I want to test my app with Docker. So, I have this in Dockerfile:
FROM python:3-onbuild
CMD [ "python", "./test.py" ]
test.py:
print(123)
Then I run:
docker build -t my_test_app .
So, I have one big image. docker images
return:
REPOSITORY TAG IMAGE ID CREATED VIRTUAL SIZE
python 3-onbuild b258eb0a5195 8 days ago 757 MB
Why is the file size so large?
Is that file size normal?
I just checked on my machine the standard ubuntu:trusty image is 188 MB and the image with all python stuff is 480MB. I see 800MB images quite often, those are usually ones that contain some meaningful application.
However, these images are based on our private images the official Docker library image seems much larger for some reason. They are aware of this fact and are trying to reduce it. Look at the discussion on the subject here
If you need a bit smaller image try this one 'rouge8/pythons' it is about 100MB smaller.
rouge8/pythons latest … 680.3 MB
Keep in mind, docker images are arranged as a hierarchical layer structure. So if you reuse the same underlying base image for many containers the size that each individual container adds is quite small. It will only be the difference between the base plus whatever you added into specific container.
You can try the python:{version}-alpine version. It's much smaller:
>> docker image ls |grep python
python 3.6-alpine 89.4 MB
python 3.6 689 MB
python 3.5 689 MB
python 3.5.2 687 MB
python 3.4 833 MB
python 2.7 676 MB
At time of writing it looks like the official image supports -alpine
on all python versions.
https://hub.docker.com/_/python/
Alpine Linux is a very lean distro avaliable for Docker.
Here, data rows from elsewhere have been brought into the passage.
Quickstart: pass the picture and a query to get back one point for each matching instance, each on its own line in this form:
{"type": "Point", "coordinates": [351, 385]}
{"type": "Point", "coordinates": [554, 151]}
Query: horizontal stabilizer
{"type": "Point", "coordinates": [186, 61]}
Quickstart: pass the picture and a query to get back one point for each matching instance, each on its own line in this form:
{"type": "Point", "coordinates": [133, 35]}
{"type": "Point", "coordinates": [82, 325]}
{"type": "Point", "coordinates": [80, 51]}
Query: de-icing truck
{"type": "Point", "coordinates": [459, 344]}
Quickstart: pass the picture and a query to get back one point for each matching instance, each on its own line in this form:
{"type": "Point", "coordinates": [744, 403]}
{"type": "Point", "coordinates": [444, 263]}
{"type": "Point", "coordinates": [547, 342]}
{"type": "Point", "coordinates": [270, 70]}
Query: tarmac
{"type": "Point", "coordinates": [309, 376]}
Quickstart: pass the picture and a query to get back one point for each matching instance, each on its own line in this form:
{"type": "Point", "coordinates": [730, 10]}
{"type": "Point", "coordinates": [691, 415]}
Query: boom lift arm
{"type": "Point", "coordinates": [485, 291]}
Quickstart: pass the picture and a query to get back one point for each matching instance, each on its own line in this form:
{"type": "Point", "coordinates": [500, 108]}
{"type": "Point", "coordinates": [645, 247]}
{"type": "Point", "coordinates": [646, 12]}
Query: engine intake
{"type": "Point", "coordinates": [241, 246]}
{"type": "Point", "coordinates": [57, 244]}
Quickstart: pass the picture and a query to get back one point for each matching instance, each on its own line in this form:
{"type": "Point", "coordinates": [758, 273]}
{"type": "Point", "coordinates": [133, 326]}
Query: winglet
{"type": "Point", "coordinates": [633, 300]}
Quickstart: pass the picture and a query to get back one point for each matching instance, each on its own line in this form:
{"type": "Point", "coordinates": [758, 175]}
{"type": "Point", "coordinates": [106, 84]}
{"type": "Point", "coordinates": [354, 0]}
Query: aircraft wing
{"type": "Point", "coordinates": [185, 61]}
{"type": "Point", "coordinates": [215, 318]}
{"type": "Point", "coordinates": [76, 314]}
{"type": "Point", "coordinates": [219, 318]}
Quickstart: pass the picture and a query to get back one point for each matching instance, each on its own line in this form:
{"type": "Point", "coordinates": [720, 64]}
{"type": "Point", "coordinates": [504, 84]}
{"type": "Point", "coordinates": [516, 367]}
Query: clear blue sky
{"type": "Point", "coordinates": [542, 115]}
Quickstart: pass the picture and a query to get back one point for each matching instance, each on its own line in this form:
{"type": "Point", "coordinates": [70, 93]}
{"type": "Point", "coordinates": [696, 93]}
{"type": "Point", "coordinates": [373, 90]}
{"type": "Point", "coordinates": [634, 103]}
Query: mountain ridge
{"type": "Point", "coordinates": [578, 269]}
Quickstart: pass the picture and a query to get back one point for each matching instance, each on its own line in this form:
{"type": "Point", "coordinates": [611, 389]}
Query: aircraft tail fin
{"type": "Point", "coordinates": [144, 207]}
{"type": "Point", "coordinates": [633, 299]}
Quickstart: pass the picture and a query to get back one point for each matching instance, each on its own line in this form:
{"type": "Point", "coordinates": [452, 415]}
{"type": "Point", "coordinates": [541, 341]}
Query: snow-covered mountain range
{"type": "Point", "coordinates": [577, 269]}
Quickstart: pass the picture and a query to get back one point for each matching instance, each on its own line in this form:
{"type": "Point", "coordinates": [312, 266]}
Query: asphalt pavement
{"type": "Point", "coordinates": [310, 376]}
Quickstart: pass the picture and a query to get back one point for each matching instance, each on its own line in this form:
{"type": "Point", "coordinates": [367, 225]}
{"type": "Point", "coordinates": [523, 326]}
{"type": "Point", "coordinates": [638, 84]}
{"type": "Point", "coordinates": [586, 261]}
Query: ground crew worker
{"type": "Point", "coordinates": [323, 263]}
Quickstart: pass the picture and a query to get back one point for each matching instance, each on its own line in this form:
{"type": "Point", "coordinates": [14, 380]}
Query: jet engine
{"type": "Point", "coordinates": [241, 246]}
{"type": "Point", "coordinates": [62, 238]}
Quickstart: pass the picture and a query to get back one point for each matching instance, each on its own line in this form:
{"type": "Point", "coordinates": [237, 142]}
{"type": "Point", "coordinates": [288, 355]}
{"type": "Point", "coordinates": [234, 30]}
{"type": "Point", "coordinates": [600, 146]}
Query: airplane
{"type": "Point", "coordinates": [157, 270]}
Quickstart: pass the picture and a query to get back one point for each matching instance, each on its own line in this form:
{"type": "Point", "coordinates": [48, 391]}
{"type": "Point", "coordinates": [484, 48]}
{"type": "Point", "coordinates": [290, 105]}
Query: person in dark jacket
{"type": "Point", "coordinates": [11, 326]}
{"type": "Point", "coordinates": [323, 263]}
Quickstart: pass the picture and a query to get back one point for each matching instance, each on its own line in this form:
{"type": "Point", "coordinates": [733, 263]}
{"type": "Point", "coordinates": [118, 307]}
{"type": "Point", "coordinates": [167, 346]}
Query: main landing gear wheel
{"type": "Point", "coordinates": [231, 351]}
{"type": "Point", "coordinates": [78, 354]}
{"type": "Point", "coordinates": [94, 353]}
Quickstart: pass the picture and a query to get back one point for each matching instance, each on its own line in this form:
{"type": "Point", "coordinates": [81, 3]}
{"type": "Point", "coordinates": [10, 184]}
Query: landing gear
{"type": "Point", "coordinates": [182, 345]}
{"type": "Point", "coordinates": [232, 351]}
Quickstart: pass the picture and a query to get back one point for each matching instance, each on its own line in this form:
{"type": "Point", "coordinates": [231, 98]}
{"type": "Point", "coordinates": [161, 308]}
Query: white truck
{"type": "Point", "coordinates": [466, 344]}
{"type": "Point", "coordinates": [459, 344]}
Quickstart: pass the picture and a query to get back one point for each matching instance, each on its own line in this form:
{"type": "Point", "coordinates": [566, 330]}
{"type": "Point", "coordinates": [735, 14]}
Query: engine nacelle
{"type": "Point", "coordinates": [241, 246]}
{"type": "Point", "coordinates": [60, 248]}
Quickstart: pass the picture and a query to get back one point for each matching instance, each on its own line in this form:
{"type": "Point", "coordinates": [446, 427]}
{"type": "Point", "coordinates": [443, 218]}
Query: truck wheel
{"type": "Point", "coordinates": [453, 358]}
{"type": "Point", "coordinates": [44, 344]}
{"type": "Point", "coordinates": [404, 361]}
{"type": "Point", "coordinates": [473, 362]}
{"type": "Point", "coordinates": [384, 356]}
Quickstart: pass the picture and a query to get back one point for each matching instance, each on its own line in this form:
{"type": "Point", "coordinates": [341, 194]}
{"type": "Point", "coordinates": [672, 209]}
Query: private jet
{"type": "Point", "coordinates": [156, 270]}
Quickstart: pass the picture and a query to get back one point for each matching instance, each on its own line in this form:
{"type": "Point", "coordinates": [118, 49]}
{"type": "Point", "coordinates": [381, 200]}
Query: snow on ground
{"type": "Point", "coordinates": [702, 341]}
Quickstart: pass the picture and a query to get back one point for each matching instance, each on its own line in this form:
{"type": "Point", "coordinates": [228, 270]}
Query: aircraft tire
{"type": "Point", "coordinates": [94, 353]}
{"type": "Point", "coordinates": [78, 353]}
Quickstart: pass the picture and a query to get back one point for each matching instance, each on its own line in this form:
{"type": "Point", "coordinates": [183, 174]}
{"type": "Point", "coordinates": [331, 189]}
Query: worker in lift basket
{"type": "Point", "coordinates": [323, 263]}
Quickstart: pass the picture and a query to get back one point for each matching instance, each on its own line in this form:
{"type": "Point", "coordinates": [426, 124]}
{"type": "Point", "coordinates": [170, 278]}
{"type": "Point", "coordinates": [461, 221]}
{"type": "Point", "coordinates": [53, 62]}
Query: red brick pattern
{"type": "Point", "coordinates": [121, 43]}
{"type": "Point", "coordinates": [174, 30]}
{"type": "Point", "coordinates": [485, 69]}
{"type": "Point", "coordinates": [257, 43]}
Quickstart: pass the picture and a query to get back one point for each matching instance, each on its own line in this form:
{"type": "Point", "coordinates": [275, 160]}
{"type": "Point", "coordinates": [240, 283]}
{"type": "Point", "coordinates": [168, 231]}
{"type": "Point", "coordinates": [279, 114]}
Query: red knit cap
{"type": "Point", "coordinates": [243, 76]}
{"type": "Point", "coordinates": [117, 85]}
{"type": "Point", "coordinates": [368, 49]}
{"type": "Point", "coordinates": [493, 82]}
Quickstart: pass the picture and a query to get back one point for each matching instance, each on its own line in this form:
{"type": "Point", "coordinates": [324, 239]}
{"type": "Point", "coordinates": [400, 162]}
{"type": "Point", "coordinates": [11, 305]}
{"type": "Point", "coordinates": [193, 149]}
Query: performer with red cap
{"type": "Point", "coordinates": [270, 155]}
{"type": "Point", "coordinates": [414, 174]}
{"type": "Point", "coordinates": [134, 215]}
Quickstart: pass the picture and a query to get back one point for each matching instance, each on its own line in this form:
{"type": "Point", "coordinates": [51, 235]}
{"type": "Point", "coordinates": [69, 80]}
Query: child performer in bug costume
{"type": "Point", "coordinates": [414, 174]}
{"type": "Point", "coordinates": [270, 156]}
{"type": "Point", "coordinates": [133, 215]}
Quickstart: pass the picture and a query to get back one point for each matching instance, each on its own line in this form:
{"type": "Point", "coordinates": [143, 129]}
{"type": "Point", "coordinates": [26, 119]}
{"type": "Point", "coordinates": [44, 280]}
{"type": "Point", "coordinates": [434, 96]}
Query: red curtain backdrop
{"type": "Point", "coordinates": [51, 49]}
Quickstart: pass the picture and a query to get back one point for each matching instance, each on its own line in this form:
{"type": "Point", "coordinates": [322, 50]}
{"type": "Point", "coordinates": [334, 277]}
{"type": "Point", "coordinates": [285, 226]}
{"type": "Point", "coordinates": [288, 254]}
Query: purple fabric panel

Without Python, it's around 5MB. With Python I'm getting images between 60 and 120 MB. The following Dockerfile yields a 110 MB image.
FROM alpine:3.4
RUN apk --update add \
build-base python-dev \
ca-certificates python \
ttf-droid \
py-pip \
py-jinja2 \
py-twisted \
py-dateutil \
py-tz \
py-requests \
py-pillow \
py-rrd && \
pip install --upgrade arrow \
pymongo \
websocket-client \
XlsxWriter && \
apk del build-base python-dev && \
rm -rf /var/cache/apk/* && \
adduser -D -u 1001 noroot
USER noroot
CMD ["/bin/sh"]
Also, it's very well mantained.
A word of warning, though. Alpine uses musl libc instead of glibc, and some Python modules rely on glibc, but this usually isn't a problem.
A bigger issue is, that because of this, manylinux wheels are not avaliable for Alpine, and therefore the modules need to be compiled upon installation (pip install). In some cases this can make a difference in build time between 20 seconds on Debian and 9 minutes or more on Alpine. The grpcio
-module is notorious for that; it takes forever to compile.
There is a (somewhat unreliable) workaround where you tell Python that it is manylinux compatible.
They add various system packages for things like database clients, image file manipulation and XML parsing libraries. This is so there is no extra work a user has to do if they want to install Python packages for psycopg2, MySQLdb, Pillow or lxml. Adding those extra packages though means that the image will be fatter, which if you didn't need those packages would be a waste of space.
They also don't attempt to trim stuff out of the Python installation which isn't really required, such as all the standard library test code directories. Even the .pyc files can be trimmed to save on space without any real impact as a web application generally loads up once for the life of the container, so having .pyc files doesn't really benefit you much.
As a comparison, have a look at the 'pythonX.Y-slim' variants and the size of those. There isn't though an onbuild variant for the slim images.
You could also look at my own Docker images for Python with bundled Apache/mod_wsgi support. These are trimmed and rely on additional packages being installed by the user as build hooks only if required. For those, the size of the Python 3.4 onbuild image specifically for a WSGI application is:
grahamdumpleton/mod-wsgi-docker python-3.4-onbuild ... 409.9 MB
The size given even includes Apache and mod_wsgi, giving you a proper production grade WSGI server with capabilities to handle static file content and much more.
If not running a WSGI application, start with the base image instead.
You can find the mod_wsgi docker images at:
- https://registry.hub.docker.com/u/grahamdumpleton/mod-wsgi-docker/
Various blog posts about how to use these images for WSGI applications and constructing Docker images for Python and WSGI applications can be found linked from the image description on Docker hub. Also keep an eye on my blog site in general as I will be posting more about Docker and Python as time goes by.
Yes it's normal size. The image contains an operating system image and various packages and that's why the size.